To najprawdopodobniej ostatni z utworów nagranych przez Chestera Benningtona. Wspólny utwór wokalisty Linkin Park z Markiem Mortonem, który został opublikowany na początku 2019 r., doczekał się oficjalnego teledysku.
To Chester, jakiego pamiętamy – śpiewający mocno, eksplozywnie i przejmująco. Nieodżałowany frontman Linkin Park w kwietniu 2017 r. nagrał napisany z Markiem Mortonem z Lamb of God utwór „Cross Off”. Utwór miał trafić na pierwsze solowe wydawnictwo gitarzysty, które ukazało się niespełna dwa lata później: 1 marca 2019 3.

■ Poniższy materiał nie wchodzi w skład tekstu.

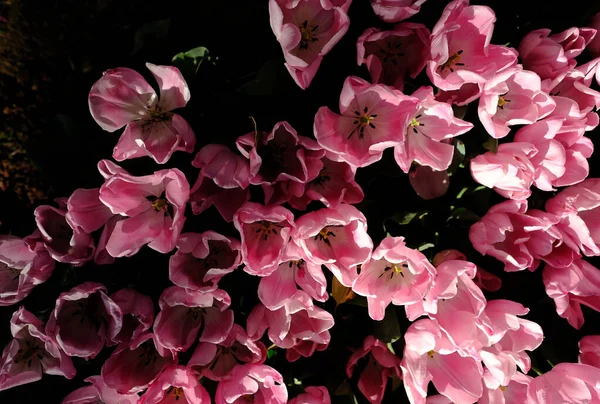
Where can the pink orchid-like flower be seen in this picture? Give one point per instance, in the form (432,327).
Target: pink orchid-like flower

– Chester miał w zanadrzu ogromnie pokłady twórczej energii, kiedy przybył do studia. Moją pierwszą reakcją było: „Wow!” – przebieg współpracy z Benningtonem w wywiadzie dla „Metal Hammera” relacjonuje Morton.
– Powiedział, że naprawdę spodobał mu się ten utwór i dogadaliśmy się, choć w zasadzie dopóki nie zaczęliśmy nagrywać, nie miałem okazji go poznać. Byłem pod wrażeniem, że facet na tym poziomie, w tym miejscu kariery, w którym się znajdował, ktoś o takiej pozycji i sławie przychodzi i traktuje to tak, jakby był to jego utwór albo utwór Linkin Park. Rozwaliło mnie to – wspomina Morton.
– To była krótka piłka. Kwadrans po tym, jak się spotkaliśmy, siedzieliśmy przy stole, każdy po swojej stronie, każdy ze skrawkami papieru i ołówkiem, wykreślając słowa i próbując różnych patentów. Kiedy numer był już skończony, wzięliśmy głęboki oddech i zaczęliśmy rozmawiać o bardziej osobistych sprawach, o całym tym gównie. I tak… Chester bardzo mnie zaskoczył – powiedział Morton.
Teledysk do utworu nagranego przez Benningtona we współpracy z gitarzystą Lamb of God udostępniamy poniżej.
Krótko po spotkaniu obu muzyków świat obiegła niespodziewana informacja o śmierci Benningtona. Ciało lidera Linkin Park zostało znalezione 20 lipca 2017 r. na terenie jego posiadłości w Palos Verdes Estate. Późniejszy raport podpisany przez lekarza sądowego hrabstwa Los Angeles oraz śledczych potwierdził najczarniejszy scenariusz: muzyk popełnił samobójstwo przez powieszenie.